Tuesday, June 28, 2011

Disability Issues: Special Olympics can alter image of people with intellectual disabilities

UN - The United Nations Special Adviser on Sport for Development and Peace today hailed the power of the Special Olympics to transform the public image of persons with intellectual disabilities.

“Special Olympics transforms communities from closed to open ones, from intolerant to accepting ones and by using sport to accomplish this, has come to represent the good, the power and the true spirit of sport,” Wilfried Lemke added during an event held on the sidelines of the XIII Special Olympics World Summer Games that opened yesterday in Athens, Greece.

The Games are held every two years and bring together athletes with intellectual disabilities in what is one of the world’s largest sporting events.

Mr. Lemke has been a strong advocate for a greater use of sport and physical activity as avenues for fostering the inclusion of persons with disabilities in communities and societies, and for empowering them.

Yesterday he competed with Special Olympic athletes in a 1,000-metre cycling time trial aimed at raising funds for the Special Olympics movement, which was founded by the late Eunice Kennedy Shriver, a sister of former United States president John F. Kennedy.

“The World Games are a powerful display of the potential of sport as a tool for advancing social goals and deeply impacting the lives of people in a positive way,” Mr. Lemke said after the race.

“The Games offer the opportunity for the world to focus on the abilities of the athletes as opposed to the common perception that focuses on their disabilities.”

As Special Adviser, a position he has held since 2008, Mr. Lemke is tasked with leading and coordinating the efforts of the UN system to promote understanding and support for sport as an instrument for development and peace.

Also on the sidelines of the Games, Timothy Shriver, Ms. Shriver’s son, and Anthony Lake, the Executive Director of the UN Children’s Fund (UNICEF), today signed a memorandum of understanding to strengthen their joint commitment to uphold the rights, dignity and inclusion of children with disabilities.

“Children with disabilities have the same hopes and dreams as all children, and the same right to make the most of their potential,” said Mr. Lake. “The denial of that right is a loss, not only for those children, but for our societies. And it is unconscionable.

“By strengthening the partnership between Special Olympics and UNICEF, we will help to protect this right for more children with disabilities, and in so doing, enable them to contribute even more to their communities and countries,” he stated.

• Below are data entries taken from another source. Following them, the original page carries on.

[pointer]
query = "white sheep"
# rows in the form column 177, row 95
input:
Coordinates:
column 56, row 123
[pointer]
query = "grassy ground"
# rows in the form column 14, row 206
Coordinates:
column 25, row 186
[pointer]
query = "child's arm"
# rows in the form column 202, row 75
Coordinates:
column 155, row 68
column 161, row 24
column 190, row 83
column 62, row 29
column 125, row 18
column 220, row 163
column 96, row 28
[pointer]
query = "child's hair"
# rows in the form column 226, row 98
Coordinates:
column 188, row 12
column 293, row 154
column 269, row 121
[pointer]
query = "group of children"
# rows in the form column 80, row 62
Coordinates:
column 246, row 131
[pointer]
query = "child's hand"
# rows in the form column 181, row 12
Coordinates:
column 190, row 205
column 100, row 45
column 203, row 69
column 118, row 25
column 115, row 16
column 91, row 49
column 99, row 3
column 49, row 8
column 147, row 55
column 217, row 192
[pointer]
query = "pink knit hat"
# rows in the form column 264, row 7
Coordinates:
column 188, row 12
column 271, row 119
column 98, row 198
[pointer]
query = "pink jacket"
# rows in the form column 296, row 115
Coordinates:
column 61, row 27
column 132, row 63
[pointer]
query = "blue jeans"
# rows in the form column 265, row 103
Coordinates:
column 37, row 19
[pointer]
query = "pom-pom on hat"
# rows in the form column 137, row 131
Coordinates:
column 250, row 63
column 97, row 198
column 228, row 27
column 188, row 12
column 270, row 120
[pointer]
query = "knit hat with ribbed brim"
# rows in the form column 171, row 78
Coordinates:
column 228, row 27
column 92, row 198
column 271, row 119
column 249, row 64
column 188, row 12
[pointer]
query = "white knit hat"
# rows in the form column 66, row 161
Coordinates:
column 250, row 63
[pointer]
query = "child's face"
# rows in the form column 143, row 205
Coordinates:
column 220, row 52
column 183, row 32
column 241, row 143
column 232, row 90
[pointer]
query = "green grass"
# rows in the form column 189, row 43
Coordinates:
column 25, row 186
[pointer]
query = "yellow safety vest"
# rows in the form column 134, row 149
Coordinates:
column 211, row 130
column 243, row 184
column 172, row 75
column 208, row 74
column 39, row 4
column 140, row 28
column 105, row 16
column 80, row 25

Since 2007 UNICEF and Special Olympics have worked together to raise awareness of the abilities and rights of children with intellectual disabilities, change perceptions and challenge negative attitudes.

In recent years, the two organizations have worked together to establish the first family support networks for children with intellectual disabilities in Cambodia; provide opportunities for children in Jamaica to participate in Young Athletes programmes; and provide health screenings, counselling on nutrition, and family health education in several locations in Kazakhstan.